The short answer

On 1 July 2026, the Union Budget introduced a 5% excise duty on 47 active pharmaceutical ingredients (APIs) identified as non-essential, effective 1 August 2026. This is India's first excise-duty levy on APIs in over a decade and will directly raise the landed cost of formulations manufactured with these ingredients.

Unlike GST (which is recoverable via ITC), excise duty is not creditable — meaning it flows straight into your COGS and either compresses margins or requires price increases. Manufacturers importing APIs or sourcing from domestic API makers must now remodel their input-cost assumptions and pricing strategy before August.

Advisory

Scope of 47 APIs under new excise duty

The Central Board of Indirect Taxes & Customs (CBIC) published the final list on 5 June 2026, covering analgesics, antibiotics, cardiovascular and anti-diabetic APIs. Check the CBIC notification (27/2026-Excise) to verify whether your key inputs are listed; some APIs remain exempt if they are inputs to essential medicines.

No GST credit on excise; inventory valuation impact

Unlike GST input tax, excise duty paid on API purchases cannot be offset against output GST. Existing inventory purchased pre-1 August will retain old cost; stock purchased post-1 August incurs the duty. This creates a two-tier COGS in Q2 FY2026–27 and may require separate tracking for margin analysis.

Domestic API producers face cost pass-through pressure

Domestic API manufacturers are also liable for the duty, making their ex-factory prices less competitive versus pre-duty levels. Formulation makers sourcing from domestic APIs may negotiate price adjustments; those importing may find landed costs broadly equivalent, but supplier payment terms will shift as API makers absorb duty upfront.

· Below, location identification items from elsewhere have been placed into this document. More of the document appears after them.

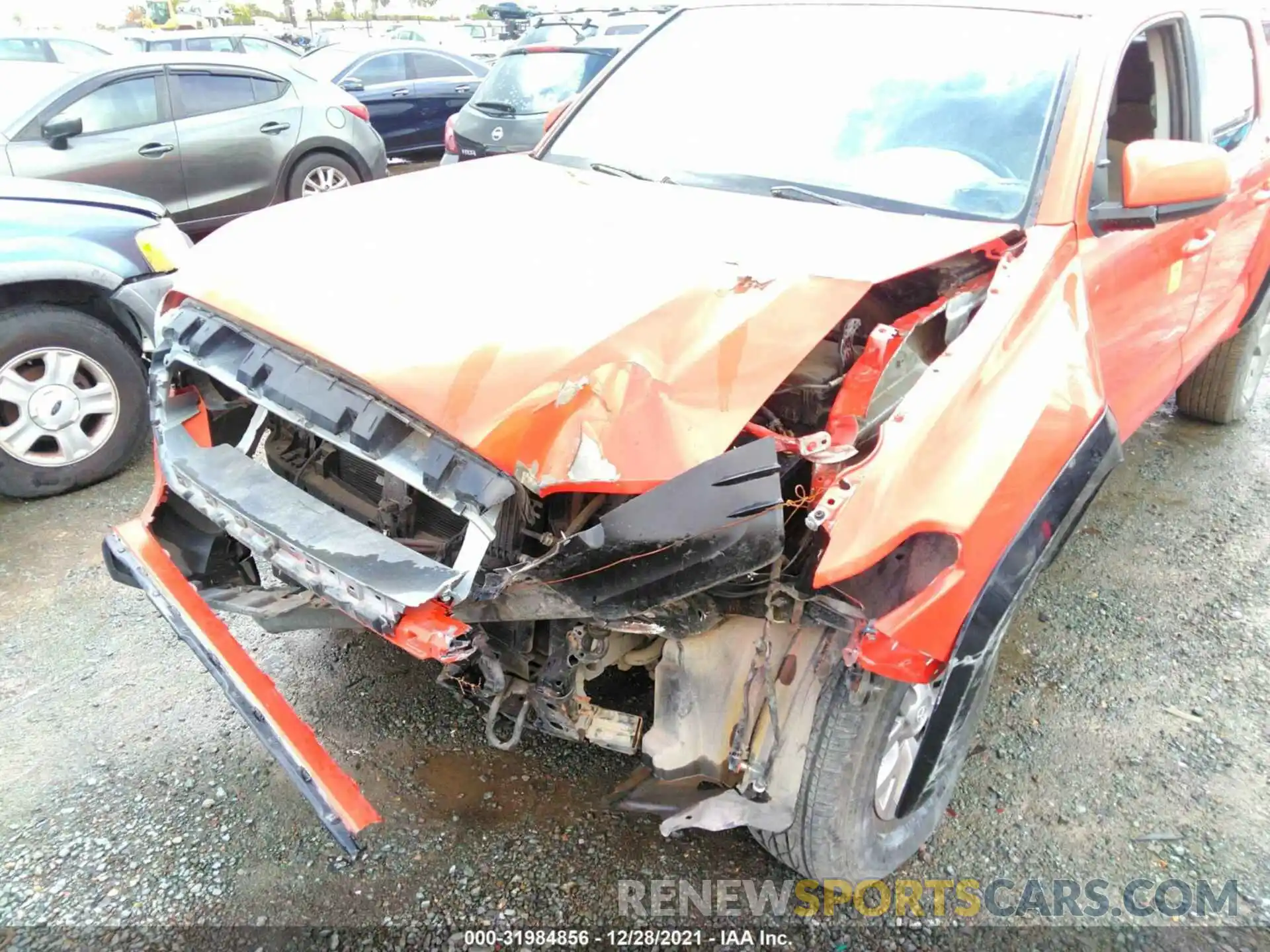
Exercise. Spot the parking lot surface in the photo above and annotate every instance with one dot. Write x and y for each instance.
(1127, 736)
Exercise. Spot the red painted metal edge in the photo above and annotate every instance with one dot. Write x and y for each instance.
(222, 651)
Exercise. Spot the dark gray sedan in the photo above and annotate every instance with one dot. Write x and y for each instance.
(507, 111)
(210, 136)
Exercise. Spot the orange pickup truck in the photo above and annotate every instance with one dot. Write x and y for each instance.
(741, 437)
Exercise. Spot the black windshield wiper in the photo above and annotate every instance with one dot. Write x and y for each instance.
(619, 173)
(804, 194)
(628, 175)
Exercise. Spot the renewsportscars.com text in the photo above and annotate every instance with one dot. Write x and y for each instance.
(964, 898)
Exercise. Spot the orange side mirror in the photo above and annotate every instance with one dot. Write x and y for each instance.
(556, 112)
(1160, 172)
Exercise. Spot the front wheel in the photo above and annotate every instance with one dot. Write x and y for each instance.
(73, 401)
(859, 758)
(1222, 387)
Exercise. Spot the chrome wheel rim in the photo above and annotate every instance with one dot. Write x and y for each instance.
(324, 178)
(58, 407)
(901, 752)
(1260, 356)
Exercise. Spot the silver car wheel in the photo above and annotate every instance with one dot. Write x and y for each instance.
(58, 407)
(901, 752)
(1260, 357)
(324, 178)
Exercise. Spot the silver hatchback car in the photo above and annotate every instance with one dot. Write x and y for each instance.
(211, 136)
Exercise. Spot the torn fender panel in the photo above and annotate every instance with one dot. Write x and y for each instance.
(657, 350)
(333, 795)
(976, 444)
(974, 656)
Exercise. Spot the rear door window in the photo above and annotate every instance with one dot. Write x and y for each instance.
(204, 93)
(432, 66)
(27, 50)
(386, 67)
(211, 45)
(267, 89)
(525, 84)
(71, 51)
(1230, 92)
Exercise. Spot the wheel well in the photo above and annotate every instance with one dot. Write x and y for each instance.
(1255, 303)
(323, 150)
(81, 296)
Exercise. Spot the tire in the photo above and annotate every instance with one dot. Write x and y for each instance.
(113, 437)
(1222, 387)
(314, 161)
(837, 833)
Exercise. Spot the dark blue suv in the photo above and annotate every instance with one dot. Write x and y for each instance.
(81, 273)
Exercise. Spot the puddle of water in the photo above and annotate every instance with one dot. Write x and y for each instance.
(494, 787)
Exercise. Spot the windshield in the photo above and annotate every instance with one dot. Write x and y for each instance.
(911, 108)
(324, 63)
(625, 30)
(524, 84)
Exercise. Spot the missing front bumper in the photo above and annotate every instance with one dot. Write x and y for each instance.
(134, 553)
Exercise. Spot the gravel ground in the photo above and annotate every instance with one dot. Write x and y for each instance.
(1132, 702)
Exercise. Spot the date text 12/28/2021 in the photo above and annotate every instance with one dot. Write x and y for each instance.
(624, 938)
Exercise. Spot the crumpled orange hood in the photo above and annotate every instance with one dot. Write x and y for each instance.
(578, 331)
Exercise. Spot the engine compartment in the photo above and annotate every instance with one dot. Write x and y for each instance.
(599, 617)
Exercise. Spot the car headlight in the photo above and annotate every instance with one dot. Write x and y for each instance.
(164, 245)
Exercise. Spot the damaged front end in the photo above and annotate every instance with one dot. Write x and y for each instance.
(681, 623)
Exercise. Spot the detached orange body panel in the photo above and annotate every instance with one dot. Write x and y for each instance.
(334, 795)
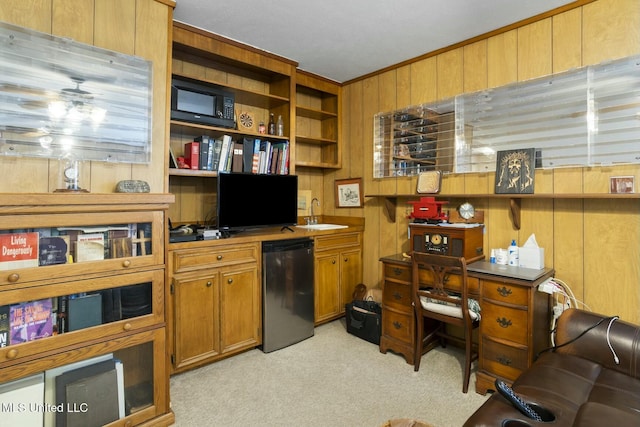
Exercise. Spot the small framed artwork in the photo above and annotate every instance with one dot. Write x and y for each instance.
(515, 171)
(349, 193)
(621, 184)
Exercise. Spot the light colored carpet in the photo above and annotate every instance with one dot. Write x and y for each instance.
(333, 379)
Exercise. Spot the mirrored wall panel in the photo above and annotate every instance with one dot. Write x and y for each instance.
(59, 96)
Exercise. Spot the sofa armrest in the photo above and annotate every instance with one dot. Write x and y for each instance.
(593, 345)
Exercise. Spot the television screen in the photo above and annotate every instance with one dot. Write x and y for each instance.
(256, 200)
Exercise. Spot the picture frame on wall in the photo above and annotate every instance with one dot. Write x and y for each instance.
(348, 193)
(515, 171)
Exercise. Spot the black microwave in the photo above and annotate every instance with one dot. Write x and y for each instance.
(199, 102)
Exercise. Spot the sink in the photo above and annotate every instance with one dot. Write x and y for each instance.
(322, 226)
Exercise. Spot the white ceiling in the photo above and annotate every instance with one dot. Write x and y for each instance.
(345, 39)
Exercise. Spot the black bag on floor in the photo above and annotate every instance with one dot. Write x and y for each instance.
(364, 320)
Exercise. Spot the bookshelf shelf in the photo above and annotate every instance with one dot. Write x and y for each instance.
(108, 308)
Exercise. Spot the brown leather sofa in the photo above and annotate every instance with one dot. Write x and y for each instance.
(579, 382)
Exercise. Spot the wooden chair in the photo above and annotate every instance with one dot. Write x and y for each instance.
(432, 301)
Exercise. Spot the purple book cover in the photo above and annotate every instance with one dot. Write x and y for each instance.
(30, 321)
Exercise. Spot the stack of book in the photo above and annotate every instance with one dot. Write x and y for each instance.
(249, 155)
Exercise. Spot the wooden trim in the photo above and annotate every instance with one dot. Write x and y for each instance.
(507, 28)
(219, 38)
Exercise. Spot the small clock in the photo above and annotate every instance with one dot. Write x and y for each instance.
(466, 210)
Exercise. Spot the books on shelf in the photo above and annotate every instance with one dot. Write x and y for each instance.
(90, 247)
(19, 250)
(192, 154)
(29, 321)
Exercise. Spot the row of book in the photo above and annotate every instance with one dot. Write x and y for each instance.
(33, 320)
(72, 244)
(90, 392)
(250, 155)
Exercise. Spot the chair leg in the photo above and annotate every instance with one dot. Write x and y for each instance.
(467, 360)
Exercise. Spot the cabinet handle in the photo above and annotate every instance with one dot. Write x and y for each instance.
(505, 323)
(504, 360)
(504, 291)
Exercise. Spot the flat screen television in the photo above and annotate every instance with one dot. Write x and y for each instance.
(247, 201)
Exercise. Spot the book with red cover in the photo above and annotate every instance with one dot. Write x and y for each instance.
(19, 250)
(192, 154)
(30, 321)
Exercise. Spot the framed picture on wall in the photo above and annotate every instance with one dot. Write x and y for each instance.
(349, 193)
(515, 171)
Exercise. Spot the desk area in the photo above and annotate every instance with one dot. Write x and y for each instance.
(515, 316)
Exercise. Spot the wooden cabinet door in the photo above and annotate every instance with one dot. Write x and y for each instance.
(196, 330)
(350, 274)
(240, 308)
(327, 282)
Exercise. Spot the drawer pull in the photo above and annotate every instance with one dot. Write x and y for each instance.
(505, 323)
(504, 360)
(504, 291)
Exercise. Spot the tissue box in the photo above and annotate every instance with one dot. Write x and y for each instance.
(531, 257)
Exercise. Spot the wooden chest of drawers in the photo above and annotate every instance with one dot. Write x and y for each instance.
(514, 326)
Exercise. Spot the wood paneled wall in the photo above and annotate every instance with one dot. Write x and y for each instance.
(141, 28)
(594, 244)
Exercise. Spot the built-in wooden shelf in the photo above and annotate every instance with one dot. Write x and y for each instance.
(391, 200)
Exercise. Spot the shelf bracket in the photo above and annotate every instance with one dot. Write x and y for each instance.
(390, 204)
(514, 205)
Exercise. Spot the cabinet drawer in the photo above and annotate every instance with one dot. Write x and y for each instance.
(503, 360)
(195, 259)
(504, 322)
(397, 295)
(397, 272)
(397, 325)
(337, 241)
(504, 292)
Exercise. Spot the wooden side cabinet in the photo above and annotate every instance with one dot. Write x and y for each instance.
(338, 269)
(91, 290)
(215, 302)
(515, 322)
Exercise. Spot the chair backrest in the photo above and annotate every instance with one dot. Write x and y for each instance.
(430, 274)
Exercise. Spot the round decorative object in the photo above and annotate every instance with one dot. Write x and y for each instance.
(466, 210)
(246, 121)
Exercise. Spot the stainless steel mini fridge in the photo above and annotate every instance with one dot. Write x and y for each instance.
(287, 292)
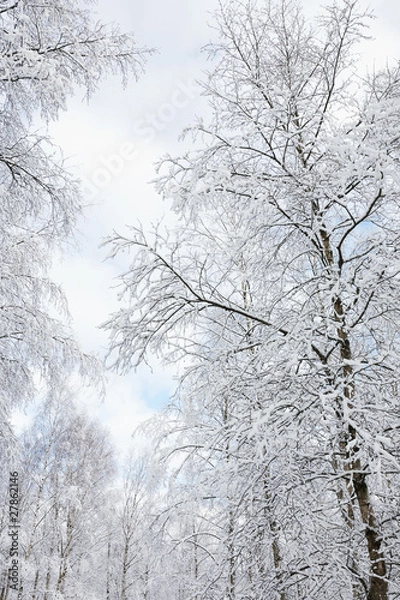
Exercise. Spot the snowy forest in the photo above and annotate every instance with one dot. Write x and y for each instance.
(274, 471)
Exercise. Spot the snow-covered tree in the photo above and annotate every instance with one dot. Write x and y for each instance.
(279, 291)
(47, 50)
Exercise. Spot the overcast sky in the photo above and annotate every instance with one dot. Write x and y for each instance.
(113, 144)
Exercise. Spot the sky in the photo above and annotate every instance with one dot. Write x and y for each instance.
(113, 143)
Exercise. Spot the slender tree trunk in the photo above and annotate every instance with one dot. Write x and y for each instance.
(378, 584)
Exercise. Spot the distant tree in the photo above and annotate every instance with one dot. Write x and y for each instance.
(66, 474)
(281, 286)
(47, 50)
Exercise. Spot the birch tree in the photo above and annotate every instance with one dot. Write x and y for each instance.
(287, 253)
(48, 50)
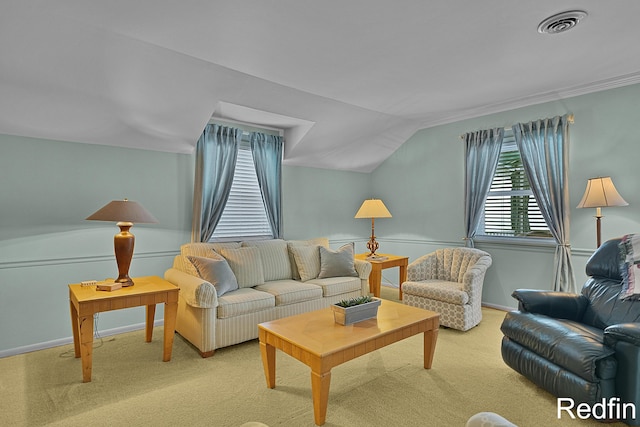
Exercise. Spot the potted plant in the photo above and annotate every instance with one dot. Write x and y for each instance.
(355, 310)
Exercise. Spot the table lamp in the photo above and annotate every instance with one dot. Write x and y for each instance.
(373, 208)
(124, 213)
(600, 192)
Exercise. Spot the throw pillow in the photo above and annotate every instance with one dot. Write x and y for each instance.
(217, 272)
(307, 259)
(337, 263)
(246, 265)
(318, 241)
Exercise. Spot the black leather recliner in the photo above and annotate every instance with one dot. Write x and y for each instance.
(585, 347)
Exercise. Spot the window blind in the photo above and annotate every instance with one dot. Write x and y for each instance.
(244, 216)
(511, 208)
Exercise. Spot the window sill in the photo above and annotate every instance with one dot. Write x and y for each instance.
(517, 241)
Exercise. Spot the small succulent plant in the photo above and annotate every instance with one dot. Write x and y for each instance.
(355, 301)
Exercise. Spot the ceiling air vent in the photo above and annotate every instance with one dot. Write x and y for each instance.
(561, 22)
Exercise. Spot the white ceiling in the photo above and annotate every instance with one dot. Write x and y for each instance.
(350, 80)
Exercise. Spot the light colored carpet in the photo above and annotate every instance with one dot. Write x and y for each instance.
(132, 386)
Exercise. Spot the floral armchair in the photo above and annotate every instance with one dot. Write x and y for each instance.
(449, 281)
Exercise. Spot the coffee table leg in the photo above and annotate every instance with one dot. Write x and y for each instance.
(151, 315)
(403, 278)
(430, 338)
(170, 315)
(320, 392)
(375, 279)
(269, 363)
(75, 328)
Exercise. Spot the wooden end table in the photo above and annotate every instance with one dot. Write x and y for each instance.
(85, 301)
(315, 339)
(375, 278)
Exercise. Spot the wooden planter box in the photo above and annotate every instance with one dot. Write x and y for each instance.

◆ What it means for you — the Vinayakam view

Formulation manufacturers and traders must treat excise duty as a non-recoverable input cost from 1 August 2026 onwards. Unlike GST, there is no Input Tax Credit mechanism, so the 5% duty reduces net margin unless prices are raised or costs cut elsewhere. CBIC has clarified that the duty applies at import (for imported APIs) and at the point of removal from domestic API plants. Vinayakam Consultants helps pharma clients audit API procurement schedules, remodel statutory cost assumptions, and map out pricing adjustments to protect margins — especially where tender or fixed-price supply contracts lock in pre-duty rates.

Your action checklist

  • Cross-check your top 20 API suppliers against the CBIC 27/2026-Excise list (published 5 June); flag which inputs will incur 5% duty from 1 August 2026.
  • Recalculate COGS and gross margin % for each formulation sku that uses a duty-liable API; quantify the margin impact if no price increase is taken.
  • Review existing supply contracts and supplier terms; identify which agreements allow price adjustment for regulatory duty changes, and negotiate amendments with suppliers before August.
  • Segregate inventory purchased pre-1 August (no duty) and post-1 August (duty-inclusive) in your accounts; inform cost accounting and GST teams to flag two-tier COGS in FY2026–27 P&L reporting.

Frequently asked questions

What is the pharma excise tax hike in India's 2026 budget?

India introduced a 5% excise duty on 47 non-essential active pharmaceutical ingredients (APIs) effective 1 August 2026, the first such levy in over a decade.

Can I claim GST credit on excise duty for APIs?

No. Unlike GST, excise duty is non-creditable and flows directly into your cost of goods sold (COGS), compressing margins or requiring price increases.

How should I value inventory purchased before and after August 2026?

Pre-1 August inventory retains old cost; post-1 August stock incurs the 5% excise duty, creating a two-tier COGS requiring separate tracking for margin analysis.